Hi,
I’m having trouble with the gradientDescent function, I pass 4 and fail 4 tests, and I think the code is correct, I can’t finde any issues. Can someone help me review this please?
Hi,
I’m having trouble with the gradientDescent function, I pass 4 and fail 4 tests, and I think the code is correct, I can’t finde any issues. Can someone help me review this please?
If the tests fail, that means your code is not correct. We cannot directly see your code. The first thing to try is to show us the output you are getting when you run the tests and any other test cells for that section. Not the code please, just the output for now.
I get this output for the first function check
The cost after training is 0.67401311.
The resulting vector of weights is [1.8e-07, 0.00028977, -0.00010529]
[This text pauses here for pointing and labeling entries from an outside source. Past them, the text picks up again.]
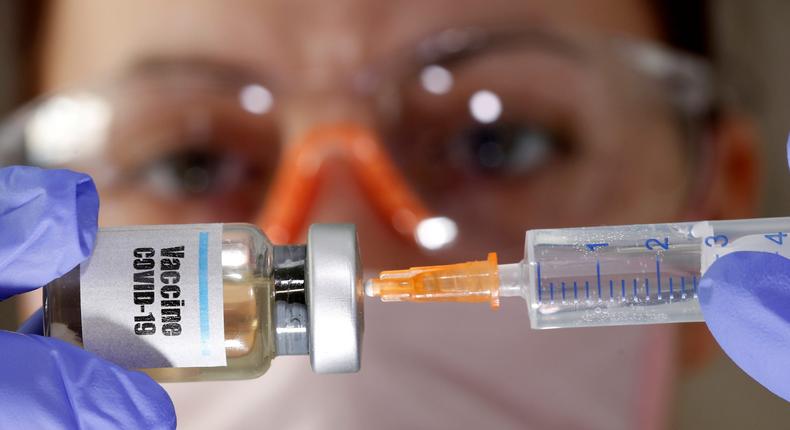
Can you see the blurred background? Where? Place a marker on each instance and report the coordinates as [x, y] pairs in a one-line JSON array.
[[749, 40]]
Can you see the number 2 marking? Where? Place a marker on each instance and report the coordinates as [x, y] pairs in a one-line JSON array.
[[720, 240], [777, 238], [650, 243]]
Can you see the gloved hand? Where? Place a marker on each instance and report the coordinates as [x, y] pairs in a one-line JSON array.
[[47, 226], [745, 298]]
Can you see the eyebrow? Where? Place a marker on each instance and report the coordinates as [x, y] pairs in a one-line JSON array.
[[216, 70], [458, 45]]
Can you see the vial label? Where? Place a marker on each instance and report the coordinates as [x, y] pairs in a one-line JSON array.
[[151, 296]]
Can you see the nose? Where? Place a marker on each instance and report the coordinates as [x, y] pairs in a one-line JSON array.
[[344, 166]]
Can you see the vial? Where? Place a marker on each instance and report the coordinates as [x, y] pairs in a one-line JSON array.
[[213, 301]]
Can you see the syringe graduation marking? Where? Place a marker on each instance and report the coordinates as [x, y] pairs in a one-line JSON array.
[[598, 277], [658, 276], [540, 288], [612, 296]]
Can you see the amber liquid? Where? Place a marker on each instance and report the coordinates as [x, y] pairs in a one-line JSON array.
[[249, 342]]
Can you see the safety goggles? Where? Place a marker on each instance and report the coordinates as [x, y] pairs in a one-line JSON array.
[[460, 142]]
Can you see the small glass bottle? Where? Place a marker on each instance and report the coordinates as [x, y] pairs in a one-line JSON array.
[[275, 300]]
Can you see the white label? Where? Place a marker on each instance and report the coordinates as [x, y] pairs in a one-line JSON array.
[[151, 296]]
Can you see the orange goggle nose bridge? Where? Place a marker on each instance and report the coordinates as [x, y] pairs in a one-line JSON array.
[[296, 182]]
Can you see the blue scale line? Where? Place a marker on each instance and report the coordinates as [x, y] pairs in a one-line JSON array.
[[694, 280], [658, 275], [598, 277], [205, 334]]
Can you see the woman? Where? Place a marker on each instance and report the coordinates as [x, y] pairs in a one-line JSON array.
[[494, 118]]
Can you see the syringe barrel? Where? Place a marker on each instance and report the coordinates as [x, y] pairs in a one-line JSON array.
[[634, 274]]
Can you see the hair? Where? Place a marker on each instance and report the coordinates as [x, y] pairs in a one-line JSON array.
[[686, 24]]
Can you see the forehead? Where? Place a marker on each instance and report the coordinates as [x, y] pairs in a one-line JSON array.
[[94, 38]]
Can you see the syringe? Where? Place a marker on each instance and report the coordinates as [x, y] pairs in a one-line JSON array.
[[595, 276]]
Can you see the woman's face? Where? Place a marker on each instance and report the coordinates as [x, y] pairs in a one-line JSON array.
[[492, 113]]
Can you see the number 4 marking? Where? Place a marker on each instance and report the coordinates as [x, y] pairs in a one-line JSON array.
[[777, 238], [593, 246]]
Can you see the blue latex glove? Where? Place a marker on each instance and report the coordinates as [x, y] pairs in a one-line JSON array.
[[745, 298], [47, 226]]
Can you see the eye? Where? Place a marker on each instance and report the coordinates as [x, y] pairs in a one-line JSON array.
[[195, 172], [504, 149]]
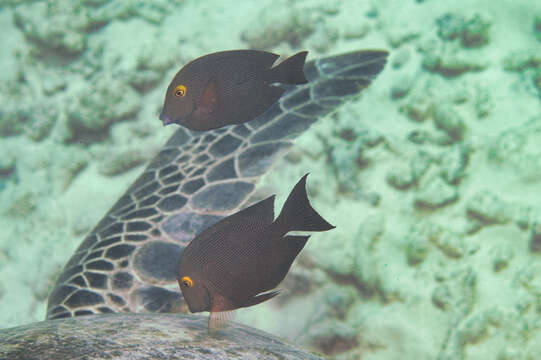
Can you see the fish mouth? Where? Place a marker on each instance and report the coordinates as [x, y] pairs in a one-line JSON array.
[[166, 120], [205, 302]]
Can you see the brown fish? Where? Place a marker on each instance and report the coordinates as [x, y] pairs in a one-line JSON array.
[[228, 87], [238, 261]]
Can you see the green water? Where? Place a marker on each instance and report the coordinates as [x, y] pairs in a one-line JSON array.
[[432, 176]]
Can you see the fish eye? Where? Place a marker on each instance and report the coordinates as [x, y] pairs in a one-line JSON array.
[[180, 91], [186, 281]]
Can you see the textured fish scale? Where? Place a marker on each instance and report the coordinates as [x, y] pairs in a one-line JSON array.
[[128, 262]]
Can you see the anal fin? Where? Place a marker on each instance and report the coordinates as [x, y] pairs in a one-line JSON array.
[[218, 320]]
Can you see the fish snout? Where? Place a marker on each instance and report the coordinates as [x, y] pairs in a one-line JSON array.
[[166, 120]]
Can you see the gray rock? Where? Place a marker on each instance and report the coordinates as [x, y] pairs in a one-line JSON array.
[[448, 61], [522, 60], [401, 87], [501, 256], [472, 32], [122, 161], [453, 163], [448, 119], [279, 23], [141, 336], [441, 297], [7, 163], [417, 108], [537, 27], [487, 207], [96, 108], [435, 193], [535, 237]]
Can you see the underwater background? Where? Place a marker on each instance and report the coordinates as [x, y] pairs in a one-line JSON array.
[[432, 176]]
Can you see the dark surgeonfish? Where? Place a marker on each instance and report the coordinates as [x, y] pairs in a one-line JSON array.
[[238, 261], [228, 87]]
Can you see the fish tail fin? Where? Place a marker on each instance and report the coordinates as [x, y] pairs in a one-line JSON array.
[[298, 215], [290, 71]]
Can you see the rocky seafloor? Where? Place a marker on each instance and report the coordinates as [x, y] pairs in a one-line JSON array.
[[433, 177]]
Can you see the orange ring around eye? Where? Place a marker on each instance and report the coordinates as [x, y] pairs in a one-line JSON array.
[[187, 281], [180, 91]]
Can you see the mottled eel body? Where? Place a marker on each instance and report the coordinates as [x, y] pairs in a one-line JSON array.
[[128, 262]]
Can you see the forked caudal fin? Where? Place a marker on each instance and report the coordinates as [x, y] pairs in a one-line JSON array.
[[298, 215], [290, 71]]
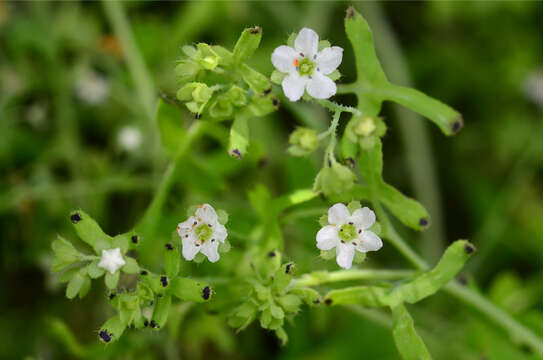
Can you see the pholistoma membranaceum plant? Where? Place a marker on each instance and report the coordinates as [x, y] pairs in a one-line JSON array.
[[217, 86]]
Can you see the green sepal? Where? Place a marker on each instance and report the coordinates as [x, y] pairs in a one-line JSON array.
[[190, 290], [90, 232], [131, 266], [162, 310], [171, 260], [111, 280], [247, 44], [94, 270]]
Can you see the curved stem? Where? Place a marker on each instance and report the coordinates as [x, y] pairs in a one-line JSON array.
[[323, 277]]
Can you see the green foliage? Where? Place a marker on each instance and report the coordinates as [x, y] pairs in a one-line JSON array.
[[408, 342]]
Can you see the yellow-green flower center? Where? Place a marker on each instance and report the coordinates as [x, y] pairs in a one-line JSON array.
[[203, 232], [347, 232], [306, 67]]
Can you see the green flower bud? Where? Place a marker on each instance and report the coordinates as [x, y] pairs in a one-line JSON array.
[[206, 57], [303, 141], [237, 96], [333, 180]]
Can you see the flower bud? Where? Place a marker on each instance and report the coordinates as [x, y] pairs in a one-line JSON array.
[[206, 57], [303, 141], [334, 179]]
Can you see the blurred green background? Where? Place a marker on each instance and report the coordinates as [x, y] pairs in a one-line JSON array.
[[77, 131]]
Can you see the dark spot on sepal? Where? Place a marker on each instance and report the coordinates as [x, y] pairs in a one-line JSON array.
[[75, 217], [469, 248], [423, 222], [457, 125], [235, 153], [350, 12], [288, 268], [275, 102], [206, 293], [255, 30], [349, 162], [105, 336]]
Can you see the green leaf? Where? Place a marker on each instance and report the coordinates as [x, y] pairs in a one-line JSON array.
[[131, 266], [171, 260], [259, 83], [111, 280], [190, 290], [409, 344], [112, 330], [411, 292], [283, 277], [408, 211], [162, 310], [65, 251], [94, 270], [90, 232], [75, 284], [247, 44], [239, 136], [372, 86], [170, 124]]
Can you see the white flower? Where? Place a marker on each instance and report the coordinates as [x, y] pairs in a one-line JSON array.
[[307, 67], [202, 233], [111, 260], [129, 138], [348, 233]]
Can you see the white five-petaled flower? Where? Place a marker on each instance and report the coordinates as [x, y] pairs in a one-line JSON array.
[[307, 67], [111, 260], [202, 233], [348, 233]]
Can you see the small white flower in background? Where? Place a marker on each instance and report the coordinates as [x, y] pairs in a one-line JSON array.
[[202, 233], [307, 67], [348, 233], [111, 260], [130, 138], [92, 88]]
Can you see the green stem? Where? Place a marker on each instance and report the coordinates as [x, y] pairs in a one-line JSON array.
[[323, 277], [148, 223]]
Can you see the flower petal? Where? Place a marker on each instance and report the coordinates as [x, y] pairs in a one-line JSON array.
[[327, 237], [344, 255], [283, 59], [211, 250], [321, 86], [370, 242], [363, 218], [219, 232], [307, 42], [189, 248], [293, 86], [206, 213], [338, 214], [329, 59]]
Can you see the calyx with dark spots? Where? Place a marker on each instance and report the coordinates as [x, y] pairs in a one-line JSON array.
[[206, 293]]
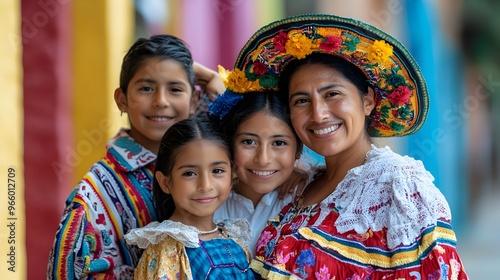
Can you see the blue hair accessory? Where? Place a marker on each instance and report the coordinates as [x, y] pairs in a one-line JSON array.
[[221, 106]]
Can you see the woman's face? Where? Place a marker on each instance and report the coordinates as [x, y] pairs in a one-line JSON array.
[[327, 110]]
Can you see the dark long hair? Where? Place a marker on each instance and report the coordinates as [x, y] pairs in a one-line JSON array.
[[252, 103], [176, 137]]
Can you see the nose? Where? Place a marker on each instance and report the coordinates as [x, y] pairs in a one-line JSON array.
[[205, 183], [319, 110], [161, 99], [263, 155]]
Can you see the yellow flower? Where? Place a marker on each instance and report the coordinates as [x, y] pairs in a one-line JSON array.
[[224, 74], [300, 46], [238, 82], [324, 32], [379, 51]]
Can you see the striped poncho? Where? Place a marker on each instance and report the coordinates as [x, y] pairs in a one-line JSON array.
[[112, 198]]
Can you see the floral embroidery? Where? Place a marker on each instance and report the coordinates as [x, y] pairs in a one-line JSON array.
[[152, 264], [390, 69], [323, 274], [399, 95], [331, 44], [380, 52], [305, 259], [263, 239], [299, 45]]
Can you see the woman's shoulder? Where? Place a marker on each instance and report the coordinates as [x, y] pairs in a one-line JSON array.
[[389, 191], [238, 229], [384, 164]]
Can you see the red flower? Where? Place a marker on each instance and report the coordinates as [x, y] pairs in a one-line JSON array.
[[332, 43], [280, 41], [399, 95], [259, 68]]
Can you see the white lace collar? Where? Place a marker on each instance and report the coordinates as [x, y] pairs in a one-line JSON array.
[[388, 191]]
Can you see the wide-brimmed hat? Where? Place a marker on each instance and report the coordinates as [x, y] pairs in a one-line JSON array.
[[400, 90]]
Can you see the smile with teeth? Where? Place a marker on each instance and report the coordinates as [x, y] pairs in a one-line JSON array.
[[263, 173], [326, 130]]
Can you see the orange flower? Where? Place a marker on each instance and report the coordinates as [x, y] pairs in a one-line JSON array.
[[299, 46], [379, 52]]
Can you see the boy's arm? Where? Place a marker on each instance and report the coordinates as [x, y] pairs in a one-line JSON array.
[[209, 80]]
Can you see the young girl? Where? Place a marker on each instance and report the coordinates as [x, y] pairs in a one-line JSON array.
[[265, 149], [156, 90], [192, 179]]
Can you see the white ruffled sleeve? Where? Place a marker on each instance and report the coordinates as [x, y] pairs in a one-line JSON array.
[[236, 229], [155, 232], [389, 191]]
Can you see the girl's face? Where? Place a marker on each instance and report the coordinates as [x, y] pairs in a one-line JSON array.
[[200, 181], [327, 110], [264, 154], [159, 95]]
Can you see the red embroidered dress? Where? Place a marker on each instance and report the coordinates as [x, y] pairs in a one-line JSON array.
[[385, 220]]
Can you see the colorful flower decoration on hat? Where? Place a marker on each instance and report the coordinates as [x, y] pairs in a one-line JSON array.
[[401, 92]]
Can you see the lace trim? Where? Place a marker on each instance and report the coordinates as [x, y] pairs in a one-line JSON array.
[[155, 232], [388, 191]]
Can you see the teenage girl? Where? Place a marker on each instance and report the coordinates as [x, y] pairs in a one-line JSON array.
[[265, 149], [192, 179]]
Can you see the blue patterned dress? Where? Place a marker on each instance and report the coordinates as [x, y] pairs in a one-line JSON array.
[[174, 251]]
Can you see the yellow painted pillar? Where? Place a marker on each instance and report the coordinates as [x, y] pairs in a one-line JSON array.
[[103, 32], [12, 214]]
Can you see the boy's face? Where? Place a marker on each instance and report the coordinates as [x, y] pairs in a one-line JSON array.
[[159, 95]]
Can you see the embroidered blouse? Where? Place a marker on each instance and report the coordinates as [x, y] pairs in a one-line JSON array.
[[385, 220]]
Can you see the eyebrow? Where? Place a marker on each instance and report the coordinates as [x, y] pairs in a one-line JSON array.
[[152, 81], [325, 88], [223, 162], [257, 136]]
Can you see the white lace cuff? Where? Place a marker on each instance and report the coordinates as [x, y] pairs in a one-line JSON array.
[[155, 232]]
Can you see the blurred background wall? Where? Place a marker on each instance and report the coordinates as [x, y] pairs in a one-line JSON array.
[[60, 66]]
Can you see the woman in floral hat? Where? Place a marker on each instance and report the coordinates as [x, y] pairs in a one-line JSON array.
[[372, 213]]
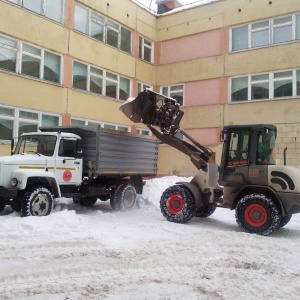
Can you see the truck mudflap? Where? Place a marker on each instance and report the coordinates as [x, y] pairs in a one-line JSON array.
[[8, 192]]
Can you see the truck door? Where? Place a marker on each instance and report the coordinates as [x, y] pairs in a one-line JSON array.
[[68, 169]]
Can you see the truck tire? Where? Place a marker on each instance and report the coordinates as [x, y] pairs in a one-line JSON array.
[[37, 202], [123, 197], [256, 213], [205, 211], [177, 204], [284, 220], [2, 206], [87, 201]]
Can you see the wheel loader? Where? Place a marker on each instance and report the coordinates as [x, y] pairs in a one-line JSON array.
[[263, 194]]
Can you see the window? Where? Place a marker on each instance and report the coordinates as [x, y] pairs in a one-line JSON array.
[[145, 50], [52, 9], [265, 33], [99, 81], [143, 86], [33, 61], [102, 29], [175, 92], [14, 121], [272, 85]]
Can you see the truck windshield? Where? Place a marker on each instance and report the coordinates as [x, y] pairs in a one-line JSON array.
[[36, 144]]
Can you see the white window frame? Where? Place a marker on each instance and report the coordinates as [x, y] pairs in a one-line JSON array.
[[104, 78], [271, 27], [16, 119], [106, 27], [20, 52], [271, 80], [143, 46], [44, 9]]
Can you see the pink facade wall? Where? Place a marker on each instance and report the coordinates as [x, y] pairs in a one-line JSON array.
[[206, 136], [206, 92], [200, 45]]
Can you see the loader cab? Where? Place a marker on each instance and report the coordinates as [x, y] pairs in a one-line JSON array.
[[244, 146]]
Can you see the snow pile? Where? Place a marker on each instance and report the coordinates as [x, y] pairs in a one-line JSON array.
[[79, 253]]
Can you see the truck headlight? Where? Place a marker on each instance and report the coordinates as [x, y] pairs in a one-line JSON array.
[[14, 182]]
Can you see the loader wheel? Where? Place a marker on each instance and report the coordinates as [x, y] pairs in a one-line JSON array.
[[256, 213], [205, 211], [87, 201], [37, 202], [284, 221], [177, 204], [123, 197]]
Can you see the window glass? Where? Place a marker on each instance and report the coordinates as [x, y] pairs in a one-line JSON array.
[[8, 59], [283, 84], [81, 19], [261, 37], [79, 76], [50, 120], [7, 111], [298, 82], [31, 66], [34, 5], [282, 30], [28, 115], [77, 122], [239, 89], [96, 84], [54, 10], [298, 27], [124, 88], [52, 67], [111, 89], [6, 129], [240, 38], [125, 40], [27, 127], [112, 37]]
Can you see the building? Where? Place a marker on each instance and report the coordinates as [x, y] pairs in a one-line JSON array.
[[228, 61]]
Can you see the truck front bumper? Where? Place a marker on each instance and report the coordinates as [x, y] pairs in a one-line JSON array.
[[8, 192]]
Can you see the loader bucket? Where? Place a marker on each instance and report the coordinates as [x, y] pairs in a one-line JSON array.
[[154, 109]]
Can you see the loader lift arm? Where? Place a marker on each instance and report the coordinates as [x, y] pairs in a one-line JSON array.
[[153, 109]]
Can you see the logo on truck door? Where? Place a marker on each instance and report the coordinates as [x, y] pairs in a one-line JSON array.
[[67, 176]]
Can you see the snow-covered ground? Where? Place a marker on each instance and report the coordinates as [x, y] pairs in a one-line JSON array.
[[96, 253]]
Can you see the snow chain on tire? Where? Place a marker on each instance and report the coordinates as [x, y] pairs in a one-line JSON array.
[[256, 213]]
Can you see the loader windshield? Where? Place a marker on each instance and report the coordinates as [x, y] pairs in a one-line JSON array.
[[36, 144]]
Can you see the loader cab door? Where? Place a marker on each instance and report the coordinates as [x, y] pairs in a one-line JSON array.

I get this output for w1_unittest.test_gradientDescent(gradientDescent)
Wrong output for the loss function. Check how you are implementing the matrix multiplications.
Expected: 0.6709497038162118.
Got: 0.6740131131542673.
Wrong values for weight's matrix theta. Check how you are updating the matrix of weights.
Expected: [[4.10713435e-07]
[3.56584699e-04]
[7.30888526e-05]].
Got: [[ 1.80143528e-07]
[ 2.89771918e-04]
[-1.05294021e-04]].
Wrong output for the loss function. Check how you are implementing the matrix multiplications.
Expected: 6.5044107216556135.
Got: 1.9950223354133323.
Wrong values for weight's matrix theta. Check how you are updating the matrix of weights.
Expected: [[ 9.45211976e-05]
[ 2.40577958e-02]
[-1.77876847e-02]
[ 1.35674845e-02]].
Got: [[ 9.87948472e-05]
[ 1.10059736e-01]
[-8.14303704e-02]
[ 4.34224218e-02]].
4 Tests passed
4 Tests failed
Ok, your values differ in all the test cases, so there is definitely something different about your code. I added a print statement to my code to show the value of m (number of samples) and here’s what I get for the first function test cell:
m = 10
The cost after training is 0.67094970.
The resulting vector of weights is [4.1e-07, 0.00035658, 7.309e-05]
But the m is not one of the complex parts, so that’s probably not where the problem lies. Worth a quick check, though, to make sure.
Beyond that it’s a matter of carefully comparing the code you wrote to the instructions and the math formulas that they gave you for the various steps here. Please do that one more time. BTW I assume that your sigmoid function passes the tests earlier in the notebook. That’s one part of the computation here, of course.
If carefully examining your code doesn’t yield anything, then it’s probably time for me to look at your code. We can’t do that in a public thread like this, but there is a way. I’ll send you a DM (direct message) about how to proceed. DMs show up in your message list, but with the little “envelope” icon.
Facing the same issue. Could you share explanation here also? Thank you.
EDIT: I found the solution for my case.
To close the loop on the public thread here, the issue was that the z and h values were calculated as scalars (the sum over the samples). We need to maintain them as vectors, so that we can see the separate predictions per sample.